El primero era un dibujo de la llegada de un
transporte. El segundo era de un dormitorio de ancianos en
Kavalier. Mostraba tres cuerpos esqueléticos, de nuevo hechos en
tinta, pintados como si se estuvieran viendo a través de los
barrotes de una ventana en forma de arco. Sus cuerpos estaban
devastados por la inanición; los ojos y mejillas hundidas, los
cuellos alargados, retorciéndose bajo las delgadas cobijas de sus
literas.
—No es necesario que llegues más temprano,
Lenka. Las horas que ya trabajas para los alemanes son más que
suficientes.
Asentí con la cabeza y volví a mirar los
bosquejos sobre su escritorio. Fritta debe de haberlo notado,
porque sus ojos repentinamente encontraron a los míos y me miró
fijamente como diciendo: «No me preguntes nada acerca de estos
dibujos».
Se dio la vuelta de inmediato y los
volteó.
Un segundo después, los dos escuchamos el
sonido de pasos. Volteamos al unísono. Era Haas.
—¡¿Qué demonios está haciendo aquí?!
—exclamó al verme.
—Lo siento... —empecé a balbucear la misma
excusa que le había dado a Fritta, pero Haas levantó la mano para
detenerme. Era evidente que no quería escuchar mis
justificaciones.
—Kish —ladró. Kish era el mote que usaba con
Fritta—. Acordamos que no habría nadie más.
Volteé a ver a Fritta, que estaba mirando a
Haas directamente a los ojos.
—Lenka es tan diligente que quería adelantar
su trabajo. —Ahora, sus ojos se abrieron mucho, como indicándole a
Haas que no dijera más.
Por unos segundos, se dio una comunicación
silenciosa entre los dos.

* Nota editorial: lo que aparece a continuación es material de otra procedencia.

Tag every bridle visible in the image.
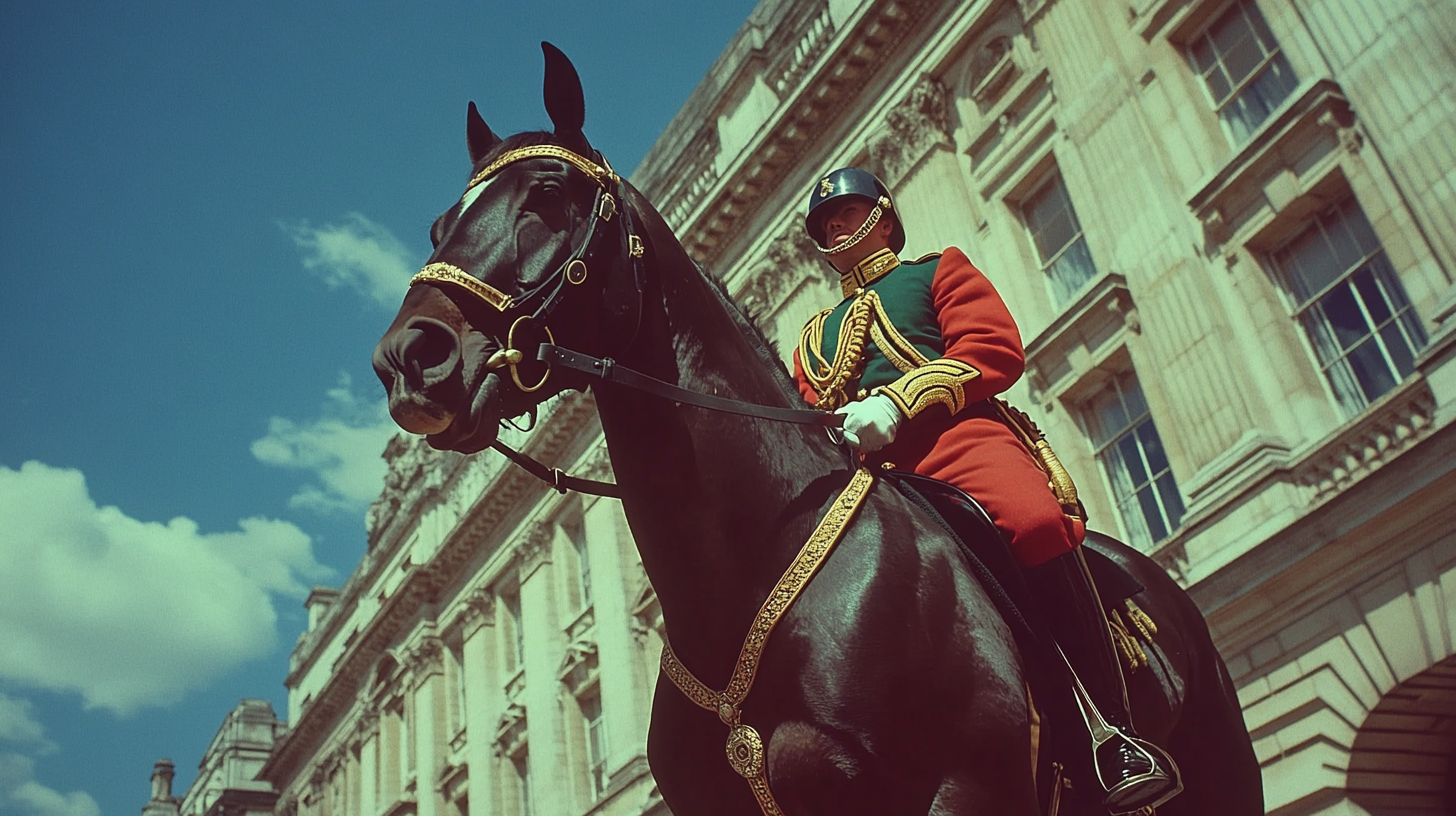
[409,144,646,393]
[409,144,843,498]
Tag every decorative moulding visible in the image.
[1188,79,1361,256]
[1026,272,1143,402]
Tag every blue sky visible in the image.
[0,0,753,816]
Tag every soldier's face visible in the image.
[821,198,894,272]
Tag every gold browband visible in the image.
[464,144,622,192]
[662,468,875,816]
[409,264,513,312]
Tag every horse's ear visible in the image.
[542,42,587,141]
[464,102,501,163]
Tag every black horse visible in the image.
[374,44,1262,816]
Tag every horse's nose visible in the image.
[374,318,460,392]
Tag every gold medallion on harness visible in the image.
[727,724,763,780]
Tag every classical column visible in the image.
[358,711,379,816]
[460,587,505,813]
[517,522,572,813]
[408,637,446,816]
[584,501,648,775]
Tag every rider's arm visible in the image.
[873,246,1025,417]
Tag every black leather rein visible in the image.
[491,342,844,498]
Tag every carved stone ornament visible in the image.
[738,233,827,315]
[556,640,597,694]
[495,702,526,756]
[577,447,614,482]
[515,520,556,580]
[869,74,951,187]
[405,637,446,683]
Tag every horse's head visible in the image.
[374,42,644,453]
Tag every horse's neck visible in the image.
[597,233,843,679]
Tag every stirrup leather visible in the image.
[1057,646,1182,815]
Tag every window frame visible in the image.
[1010,169,1102,312]
[1259,196,1430,420]
[1076,366,1188,552]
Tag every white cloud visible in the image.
[280,213,416,309]
[0,692,55,752]
[0,462,331,714]
[0,753,100,816]
[252,373,399,511]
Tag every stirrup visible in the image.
[1057,646,1182,816]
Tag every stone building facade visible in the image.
[159,0,1456,816]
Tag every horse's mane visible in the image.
[693,261,802,405]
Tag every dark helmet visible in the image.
[804,168,906,252]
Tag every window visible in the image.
[561,516,591,609]
[1188,0,1299,144]
[1021,175,1096,307]
[577,689,607,799]
[1274,198,1425,415]
[1082,372,1184,549]
[446,641,466,737]
[511,748,531,816]
[501,592,526,673]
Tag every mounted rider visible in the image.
[794,168,1181,813]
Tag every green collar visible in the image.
[839,248,900,297]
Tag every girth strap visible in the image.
[662,468,875,816]
[491,439,622,498]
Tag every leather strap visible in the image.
[491,439,622,498]
[536,342,844,428]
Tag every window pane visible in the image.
[1345,338,1395,402]
[1137,420,1168,474]
[1319,284,1370,350]
[1137,485,1168,541]
[1208,3,1254,55]
[1047,238,1096,306]
[1115,434,1149,490]
[1380,322,1415,379]
[1223,36,1264,83]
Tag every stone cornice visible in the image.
[644,0,939,262]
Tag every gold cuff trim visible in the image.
[464,144,619,192]
[839,248,900,297]
[877,357,981,418]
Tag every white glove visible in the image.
[834,393,906,453]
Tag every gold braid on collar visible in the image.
[839,248,900,297]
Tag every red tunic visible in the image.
[794,248,1083,567]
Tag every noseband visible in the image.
[409,144,844,498]
[409,144,645,393]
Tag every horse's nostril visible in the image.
[393,318,460,389]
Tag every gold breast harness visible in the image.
[662,468,875,816]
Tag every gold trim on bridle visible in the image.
[409,264,513,312]
[464,144,620,192]
[662,468,875,816]
[814,195,891,255]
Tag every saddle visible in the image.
[882,471,1143,812]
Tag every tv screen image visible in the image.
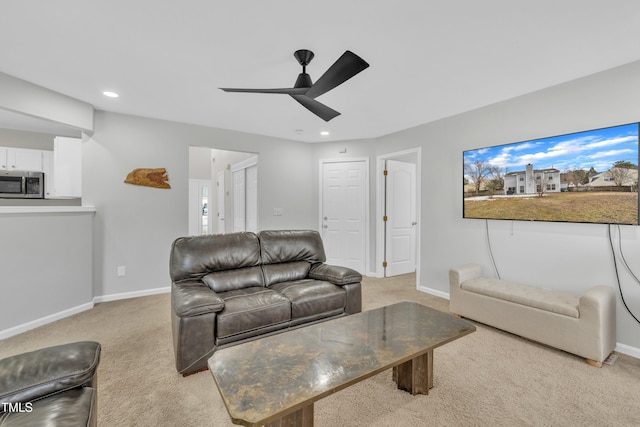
[463,123,640,225]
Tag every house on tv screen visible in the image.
[504,163,560,194]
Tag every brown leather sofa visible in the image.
[169,230,362,375]
[0,341,101,427]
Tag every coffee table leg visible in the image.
[393,350,433,395]
[265,403,313,427]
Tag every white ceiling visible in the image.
[0,0,640,142]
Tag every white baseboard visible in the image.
[418,285,449,300]
[0,287,171,340]
[418,286,640,359]
[615,342,640,359]
[93,286,171,304]
[0,302,94,340]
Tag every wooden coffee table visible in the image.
[209,302,476,427]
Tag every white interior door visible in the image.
[216,171,226,234]
[231,169,246,232]
[231,156,258,232]
[189,179,211,236]
[321,161,367,274]
[385,160,417,277]
[245,165,258,233]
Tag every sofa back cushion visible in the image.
[202,266,264,292]
[258,230,327,265]
[169,232,260,282]
[262,261,311,286]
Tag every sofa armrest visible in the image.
[0,341,101,412]
[171,281,224,317]
[449,264,482,288]
[309,263,362,286]
[579,286,616,362]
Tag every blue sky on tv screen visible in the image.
[464,123,638,172]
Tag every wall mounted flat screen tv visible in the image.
[463,123,640,225]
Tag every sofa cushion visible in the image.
[270,279,347,319]
[216,287,291,338]
[202,267,264,292]
[258,230,326,264]
[169,232,260,283]
[262,261,311,286]
[460,277,580,319]
[0,387,96,427]
[0,341,101,407]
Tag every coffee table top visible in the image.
[209,302,476,425]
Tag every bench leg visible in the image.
[265,402,313,427]
[585,359,602,368]
[393,350,433,395]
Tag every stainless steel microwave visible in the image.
[0,170,44,199]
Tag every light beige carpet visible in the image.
[0,275,640,427]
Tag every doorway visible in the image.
[188,147,258,235]
[320,158,369,275]
[376,148,421,285]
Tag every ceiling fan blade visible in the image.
[291,95,340,122]
[219,87,308,95]
[305,50,369,98]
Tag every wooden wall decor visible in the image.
[124,168,171,188]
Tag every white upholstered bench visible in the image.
[449,264,616,367]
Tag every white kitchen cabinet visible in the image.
[0,147,44,172]
[45,136,82,199]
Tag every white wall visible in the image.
[83,111,317,299]
[368,62,640,357]
[0,212,93,339]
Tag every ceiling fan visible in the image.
[220,49,369,122]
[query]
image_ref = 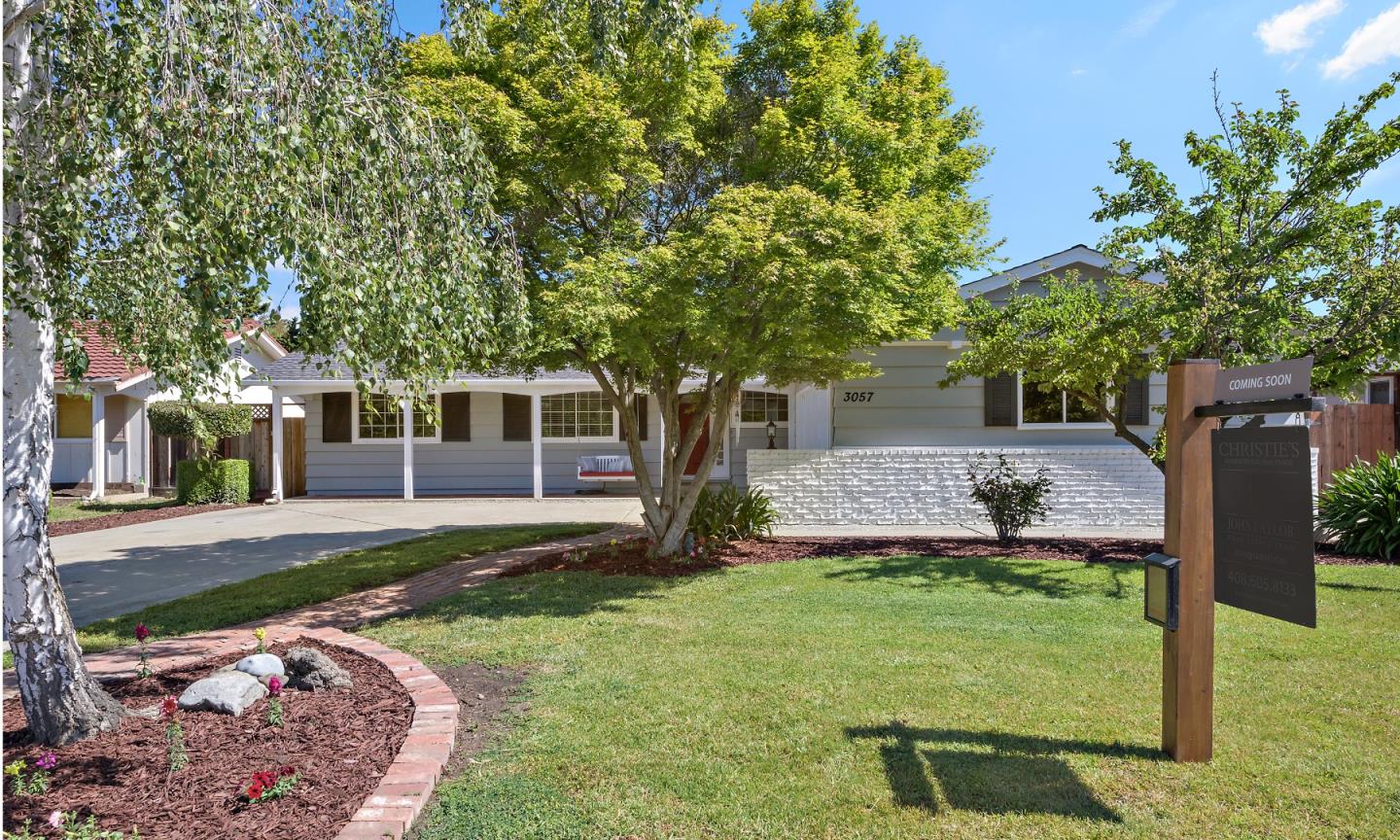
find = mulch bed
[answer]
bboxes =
[4,639,413,840]
[502,537,1384,577]
[49,504,252,537]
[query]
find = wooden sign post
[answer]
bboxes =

Haas levantó una de sus oscuras cejas y
Fritta asintió con la cabeza. Su diálogo mudo terminó con cada uno
viendo al otro intensamente. Haas pareció comprender que mi único
delito había sido llegar en un momento inoportuno.
—Muy bien. —Fue Fritta quien rompió el
silencio—. Creo que Lenka ya entendió que no debe llegar al trabajo
antes de lo que se espera.
—Sí, señor.
—No queremos que los alemanes sepan que
estamos aquí, de modo que hagamos un pacto entre los tres de que
esto no se mencionará jamás.
—Sí, señor —volví a decir mientras inclinaba
la cabeza. Miré a Haas, que ahora estaba buscando algo en la
habitación con la mirada.
—Ahora bien, quiero que regreses a tu
barraca, Lenka.
Levantó los dibujos con velocidad y los
enrolló para formar un tubo de papel con tal rapidez que casi no
pude ver más que el apresurado movimiento de sus manos.
—No hablemos más de esto.
Volví a asentir.
Fritta volteó hacia Haas.
—Regreso en una hora, cuando lleguen los
demás —dijo.
Haas ya estaba sentado frente a su
escritorio, dándonos la espalda. Inclinó la cabeza un par de
veces.
Fritta se guardó el tubo de sus dibujos bajo
un brazo y los dos salimos rápidamente y en silencio de la
habitación.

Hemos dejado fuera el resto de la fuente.